Licht am Ende des Tunnels

7. Oktober 2020

Jetzt ist der Herbst da und man darf wieder Drachen steigen lassen, vor Kartoffelfeuern sitzen und am Strand den Hund von der Leine lassen. Der Herbst ist aber auch die Jahreszeit, zu der im Galopprennsport abgerechnet wird. Für den Handicapper bedeutet das, langsam eine Antwort auf die Frage nach der sportlichen Bilanz des Rennjahres zu geben. Okay – die Saison ist noch nicht ganz vorbei, mit dem Großen Preis von Bayern kommt noch ein Gruppe I-Rennen und für die Zweijährigen stehen noch große Prüfungen an. Bei den Dreijährigen aber, immer der wichtigste Jahrgang in unserem Sport, hat das vorige Wochenende weitgehend für Klarheit gesorgt, und zwar in einem eindeutig positiven Sinne. Wir haben uns zuletzt ja lange genug in Skeptizismus üben und zusehen dürfen, wie ein großes Rennen nach dem anderen durch zum Teil zweitklassige Pferde aus England, Frankreich und sogar Ungarn verloren gegangen ist. Lange hat man vergebens nach einem Pferd in der Nachfolge des so erfolgreichen Trios Iquitos, Dschingis Secret und Guignol Ausschau gehalten, von so großartigen Pferden wie Danedream, Novellist, Pastorius oder Sea The Moon ganz zu schweigen. Jetzt darf man langsam wieder hoffen, was einem Dreijährigen-Jahrgang zu verdanken ist, der – wenn nicht alles täuscht – der Beste seit langer Zeit ist.
Dreh- und Angelpunkt bei dieser Bewertung ist mit In Swoop ein Pferd, das zwar in einem französischen Rennstall steht, das als Schlenderhaner und Derbysieger in Hamburg, dazu noch ausgestattet mit einem zu 75 Prozent deutschen Pedigree, ausnahmsweise einmal dem einheimischen Dreijährigen-Kontingent zugeschlagen werden darf.
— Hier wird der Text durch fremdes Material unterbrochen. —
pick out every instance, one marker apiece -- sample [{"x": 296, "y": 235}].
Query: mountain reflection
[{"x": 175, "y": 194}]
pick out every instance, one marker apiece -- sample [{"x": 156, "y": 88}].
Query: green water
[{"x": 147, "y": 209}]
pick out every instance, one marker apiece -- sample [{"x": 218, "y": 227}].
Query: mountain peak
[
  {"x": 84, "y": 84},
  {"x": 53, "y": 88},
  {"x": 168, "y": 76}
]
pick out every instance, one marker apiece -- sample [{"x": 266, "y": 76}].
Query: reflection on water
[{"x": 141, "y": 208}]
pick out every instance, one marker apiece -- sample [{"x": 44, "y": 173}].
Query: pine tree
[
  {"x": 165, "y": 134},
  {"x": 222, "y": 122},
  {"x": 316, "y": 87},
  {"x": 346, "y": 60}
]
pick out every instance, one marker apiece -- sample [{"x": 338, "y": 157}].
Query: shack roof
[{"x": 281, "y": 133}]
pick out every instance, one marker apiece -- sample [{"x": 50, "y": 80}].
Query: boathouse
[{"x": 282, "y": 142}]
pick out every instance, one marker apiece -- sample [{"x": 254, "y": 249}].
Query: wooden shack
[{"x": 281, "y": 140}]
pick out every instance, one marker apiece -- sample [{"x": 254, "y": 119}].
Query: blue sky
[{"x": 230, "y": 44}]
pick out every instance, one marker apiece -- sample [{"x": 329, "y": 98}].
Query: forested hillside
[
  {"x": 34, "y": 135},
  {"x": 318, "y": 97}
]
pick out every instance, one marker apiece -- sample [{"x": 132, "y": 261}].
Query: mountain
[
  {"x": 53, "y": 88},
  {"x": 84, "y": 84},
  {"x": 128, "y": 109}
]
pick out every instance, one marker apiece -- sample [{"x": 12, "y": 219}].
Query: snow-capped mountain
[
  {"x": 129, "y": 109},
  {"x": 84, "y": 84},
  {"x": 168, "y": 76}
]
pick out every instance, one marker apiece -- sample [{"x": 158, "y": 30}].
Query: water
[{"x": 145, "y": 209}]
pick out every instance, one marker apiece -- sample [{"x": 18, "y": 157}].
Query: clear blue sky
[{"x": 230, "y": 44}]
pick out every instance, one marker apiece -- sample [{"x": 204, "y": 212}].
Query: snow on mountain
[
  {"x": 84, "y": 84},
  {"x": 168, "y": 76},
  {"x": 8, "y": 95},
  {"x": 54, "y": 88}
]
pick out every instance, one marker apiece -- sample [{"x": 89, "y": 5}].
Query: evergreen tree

Denn 24 Stunden, nachdem die im Derby platziert gelaufenen oder doch zumindest im Vorderfeld eingekommenen Torquator Tasso, Dicaprio, Kaspar und Grocer Jack am Samstag im G1-Longines Großen Preis von Berlin die vier vorderen Plätze belegt hatten, setzte In Swoop mit seinem zweiten Platz im Prix de l‘Arc de Triomphe das Siegel unter ein Zeugnis, mit dem unseren besten Dreijährigen das Prädikat internationale Klasse bescheinigt werden darf.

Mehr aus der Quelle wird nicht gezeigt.